Así como el acto de castigar a un funcionario público transmite un mensaje respecto del compromiso ético de una comunidad política, ocurre lo mismo cuando habiendo razones para castigar, no se castiga. Cuando el año pasado los senadores republicanos absolvieron a Trump en el juicio político que le inició la Cámara de Representantes por el escándalo referido a Ucrania, enviaron una señal de que estaban dispuestos a seguir a un delincuente profesional pase lo que pase. Cómplices de Trump como la senadora Susan Collins esperaban que el mero hecho del proceso legal daría a Trump una lección. Y sí que se la dio: Trump aprendió que usar coerción ilegal sobre terceros para obligarlos a hacerle favores y arreglar elecciones en su beneficio no le traería ninguna consecuencia.
Si la insurrección en el Capitolio queda impune, los congresistas republicanos estarán indicando una vez más su complicidad con el delito. El mensaje será que lo ocurrido también es aceptable: que un presidente en ejercicio puede si lo desea incitar a la violencia contra uno de los tres poderes de la república.

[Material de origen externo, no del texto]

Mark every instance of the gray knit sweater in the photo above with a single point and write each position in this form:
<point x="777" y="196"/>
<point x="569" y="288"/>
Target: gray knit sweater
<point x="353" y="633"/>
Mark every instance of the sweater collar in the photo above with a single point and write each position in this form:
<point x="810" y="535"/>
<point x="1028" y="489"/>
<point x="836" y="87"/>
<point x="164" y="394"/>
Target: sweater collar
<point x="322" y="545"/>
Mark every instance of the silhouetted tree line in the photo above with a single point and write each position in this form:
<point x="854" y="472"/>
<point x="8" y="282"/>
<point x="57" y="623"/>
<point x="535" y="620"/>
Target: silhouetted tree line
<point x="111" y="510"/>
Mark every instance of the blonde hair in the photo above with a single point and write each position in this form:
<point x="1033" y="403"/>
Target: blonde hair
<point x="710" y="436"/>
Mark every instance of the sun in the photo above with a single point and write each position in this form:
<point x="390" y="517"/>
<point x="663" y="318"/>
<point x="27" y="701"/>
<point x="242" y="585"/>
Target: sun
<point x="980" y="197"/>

No menos contundente es el juicio de la corresponsal de Deutsche Welle en Washington, Ines Pohl, al relatar los hechos del 6 de enero como testigo de excepción en “¿Trump debe ser apartado del poder ya!”:
Yo estuve ahí y presencié con mis propios ojos cómo el discurso de Donald Trump, en ese frío día de enero, convirtió a los manifestantes, en su mayoría pacíficos, en una turba furiosa. No hay duda de que el presidente estaba pidiendo a la gente que asaltara el Capitolio…
Donald Trump tiene sangre en las manos. Durante el asalto al Capitolio ha muerto gente. Esa es razón suficiente para realizar un segundo juicio de destitución contra Donald Trump. Pero aún más importante es organizar las mayorías apropiadas en el Congreso para aprobar una orden ejecutiva que asegure que a Donald Trump nunca más se le permitirá presentarse a un cargo público. Eso requiere una mayoría de dos tercios, con la cual solo se contará si poco menos de 20 republicanos finalmente recuperan el sentido común…
Debe quedar claro a todos los líderes políticos que la difusión de mentiras y el fomento del odio tienen consecuencias y pone fin a las carreras políticas de inmediato. El asalto al Capitolio fue solo una primera muestra de lo que aún puede venir.
Michael Blake, profesor de filosofía, políticas públicas y gobernanza en la Universidad de Washington, sopesa si procesar a Trump por sus acciones para subvertir el proceso electoral es “venganza sin propósito”. Blake argumenta con fuerza que existe una razón moral justificativa del proceso de “impeachment” y la inhabilitación de Trump para ocupar cargos oficiales en la administración pública federal:
El impeachment del presidente Trump es una indicación de que existe la necesidad de dictaminar, mediante una sentencia definitiva, lo que ningún presidente debiera hacer. También establecerá el límite moral de la presidencia, y, por consiguiente, enviará un mensaje a presidentes por venir que pudieran sentir la tentación de seguir los pasos del presidente Trump.
No se trata de revancha partidaria sin propósito ulterior. Hay que expulsar a Trump de la política, hacer leña del árbol caído para que no vuelva a echar raíces. En las circunstancias, actuales su inhabilitación se justifica no solo por su empecinada terquedad de seguir insistiendo que hubo fraude a pesar de haber agotado todos los recursos legales, sino para enviar un mensaje inequívoco a los que “pudieran sentir la tentación de seguir los pasos de Trump” en el futuro, llegando hasta incitar a la insurrección contra el poder legislativo desde la Casa Blanca.